Artist Amanda Le added, I wanted to show the connection between the two sister cities, Temecula and Daisen by placing the Torii gate in the middle of the mural, and including the mountains to represent Mount Daisen on the side. We added lots of color and balloons to bring out a feeling of joy and happiness with hope that we inspire that connection in every corner of this mural”. Instagram for Ms. Bucci is @ TenguHarley Instagram for Ms. Le is @amanngle.

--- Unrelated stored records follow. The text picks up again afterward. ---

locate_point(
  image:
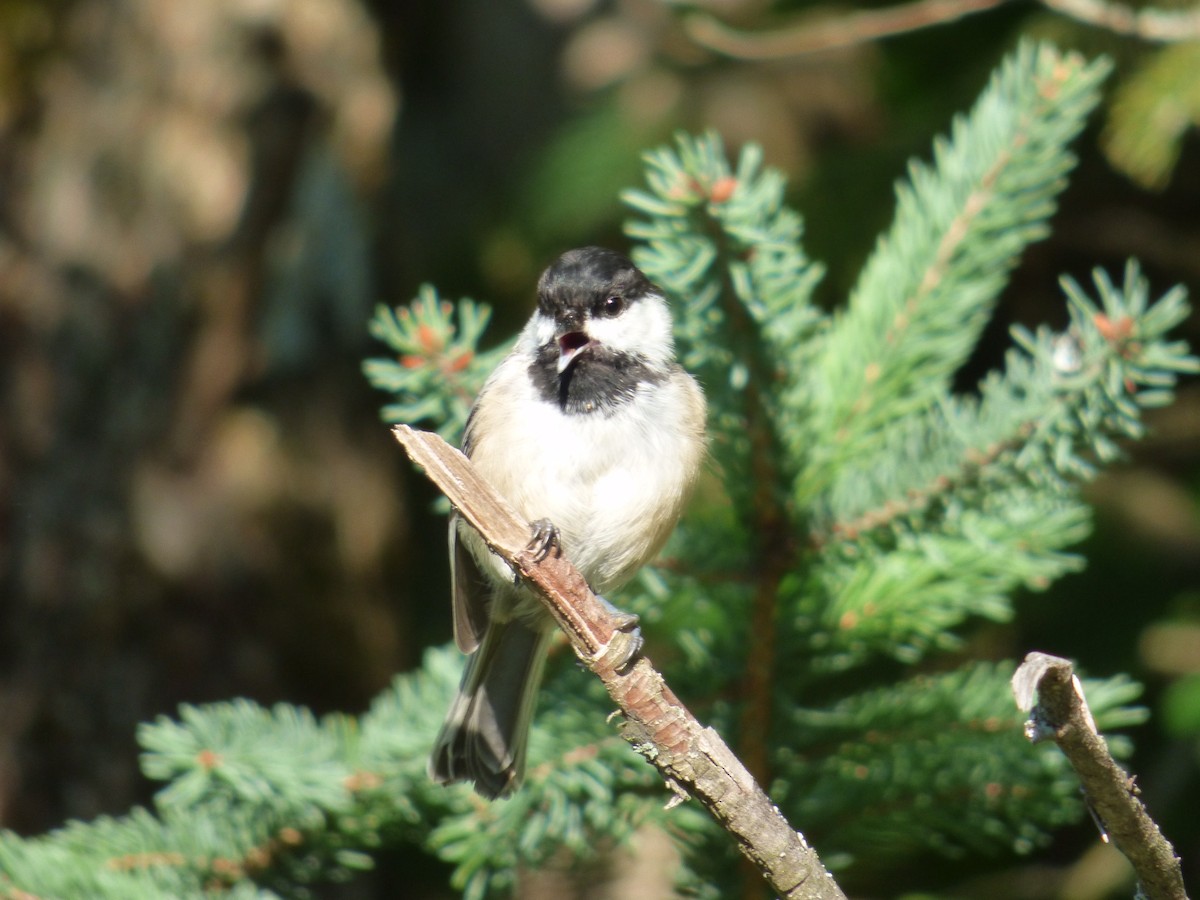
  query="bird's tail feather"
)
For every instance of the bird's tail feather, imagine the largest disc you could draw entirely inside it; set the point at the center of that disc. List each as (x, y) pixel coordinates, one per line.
(485, 732)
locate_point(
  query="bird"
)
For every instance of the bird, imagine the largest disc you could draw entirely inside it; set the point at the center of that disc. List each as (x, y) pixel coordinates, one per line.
(595, 435)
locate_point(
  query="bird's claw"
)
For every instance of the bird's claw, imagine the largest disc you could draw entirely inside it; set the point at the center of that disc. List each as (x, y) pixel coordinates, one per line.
(627, 645)
(544, 540)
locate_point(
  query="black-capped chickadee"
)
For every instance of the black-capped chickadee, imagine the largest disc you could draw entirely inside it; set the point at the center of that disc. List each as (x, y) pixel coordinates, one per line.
(589, 426)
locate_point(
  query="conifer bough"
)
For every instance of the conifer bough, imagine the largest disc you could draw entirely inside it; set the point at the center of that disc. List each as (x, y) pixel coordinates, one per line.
(693, 759)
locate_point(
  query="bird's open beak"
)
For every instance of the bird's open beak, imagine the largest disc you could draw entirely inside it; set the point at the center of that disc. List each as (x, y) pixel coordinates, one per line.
(570, 346)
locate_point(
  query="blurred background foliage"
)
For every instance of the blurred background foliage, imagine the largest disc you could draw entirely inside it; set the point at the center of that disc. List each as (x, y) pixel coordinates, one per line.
(202, 202)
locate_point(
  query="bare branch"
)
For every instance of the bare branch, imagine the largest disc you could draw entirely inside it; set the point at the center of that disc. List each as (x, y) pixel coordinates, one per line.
(815, 34)
(1061, 714)
(691, 759)
(821, 31)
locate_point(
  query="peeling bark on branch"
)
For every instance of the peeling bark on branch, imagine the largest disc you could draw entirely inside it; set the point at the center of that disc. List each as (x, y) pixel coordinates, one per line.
(693, 759)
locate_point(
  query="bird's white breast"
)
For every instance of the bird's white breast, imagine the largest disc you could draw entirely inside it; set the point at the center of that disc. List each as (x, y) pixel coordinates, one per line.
(613, 484)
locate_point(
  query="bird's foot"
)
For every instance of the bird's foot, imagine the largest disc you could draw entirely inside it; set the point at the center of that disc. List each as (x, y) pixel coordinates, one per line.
(627, 645)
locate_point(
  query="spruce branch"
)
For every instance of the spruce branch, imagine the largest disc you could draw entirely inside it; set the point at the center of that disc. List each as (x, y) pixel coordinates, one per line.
(1048, 689)
(693, 759)
(438, 367)
(960, 226)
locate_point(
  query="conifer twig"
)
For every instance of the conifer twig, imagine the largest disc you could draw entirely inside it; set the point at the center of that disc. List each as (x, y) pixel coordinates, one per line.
(1061, 714)
(693, 759)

April 2021 – This month, in celebration of the nearing of the end of our COVID-19 Pandemic, Bigfoot Graphics student artist Sabina Rose Flores created this mural celebrating the end of the 1918 Pandemic. “I wanted this mural to convey the severity of the pandemic of 1918. I designed the mural with the intent of showing the process and stages of going through a pandemic which is why it is divided into three main sections. A graveyard symbolizing death and lives lost, medical staff taking the sick to the hospitals for care, And lastly empty hospital beds symbolizing recovery and that the pandemic had come to an end. It’s odd to create something that is about an event that occurred a hundred years ago when the world is currently facing a similar situation. I’d like to think my mural conveys hope and acts as a testament that all pandemics will eventually end”. Social Media: @anonymous.__.weirdoInstagram


March 2021 – Student Artist Charlie Lively created this mural in celebration of Women’s History Month. Said Ms. Lively, “For my mural I was inspired by impactful women throughout history. I decided to go with a black and white portrait theme with a bright and vibrant background to help the women stand out. There is also a quote by each woman relating to one of their accomplishments or actions through their life”. Women featured on the mural include Scientist Madam Marie Curie, Civic Rights Activist Rosa Parks, Sports Legend Billie Jean King, Supreme Court Justice Ruth Bader Ginsburg and Student Rights Leader Malala Yousafzai.


February 2021 – This inaugural mural was conceived by student Phylicia Joseph, President of the Black Student Union at Great Oak High School, and painted by students at Great Oak High School, Temecula Valley High School, Chaparral High School and AFJROTC; including Chelsea Ross, Chase Ruffing, Mekhi Herd, Makhel Herd, Avery Shartzer, DeAnna Davis, Kayla Tran, Guylan Belser, Paul Yun, and Phylicia Joseph. Depicted on the mural include WWII Hero Waverly Bernard Woodson, Jr., Poet Amanda Gordon, Actress Cicely Tyson and Civil Rights Leader Dr. Martin Luther King.